The capital plan has been revised to a range of USD 2.1-2.3 billion from a previous range of USD 2.9-3.1 billion. Savings will be achieved primarily through deferring discretionary activities in Western Canada.

The Company's overall earnings break-even point is expected to be in the sub-USD 40s US WTI oil by the end of 2016. Further gains are expected to be achieved through the ongoing reduction of operating and sustaining costs.

Production is now expected to be in the range of 315,000-345,000 barrels of oil equivalent per day (boe/day), compared to the previous guidance of 330,000-360,000 boe/day.

"Within the updated capital plan, the transition into a low sustaining capital business continues unabated. Deferral of capital is in those areas that can be quickly switched on as commodity prices recover," said Ghosh.

The Company continues to triangulate its top three business priorities; a strong balance sheet, dividend and transition into a low sustaining capital business. While Husky fully recognizes the importance of the dividend, the balance sheet takes precedence in this environment.

A stock dividend was introduced in the third quarter as an interim measure in lieu of a cash dividend. Given the persistent downward pressure on oil prices and the extended lower for longer outlook, the Board of Directors has suspended the quarterly dividend. No cash or share dividend will be issued for the fourth quarter of 2015.

The Board will continue to review the dividend on a quarterly basis.
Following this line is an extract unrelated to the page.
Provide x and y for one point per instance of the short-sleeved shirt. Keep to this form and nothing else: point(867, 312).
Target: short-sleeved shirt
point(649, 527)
Steady progress is being made on several initiatives to unlock incremental value and further strengthen the balance sheet. Proceeds will be used to meet the Company's internal debt objectives.

The Company is assessing the potential partial sale of select midstream assets in the Lloydminster region, which includes pipelines and storage facilities. Husky intends to retain operatorship of these assets in order to maintain tight integration between its Upstream production and Downstream facilities.

In addition, Husky is continuing its planned dispositions of select legacy oil and natural gas assets in its Western Canada portfolio. This will allow for a more focused capital program so a larger proportion of capital can be deployed to assets that can deliver higher returns in a lower commodity price environment. Late last year, the Company realized about USD 100 million in proceeds from the sales of assets.

The planned divestitures, which produce about 55,000 boe/day, do not include heavy oil or oil sands assets.

Finally, the assessment of a sale of royalty interests in Western Canada, representing approximately 2,000 boe/day of production, is continuing.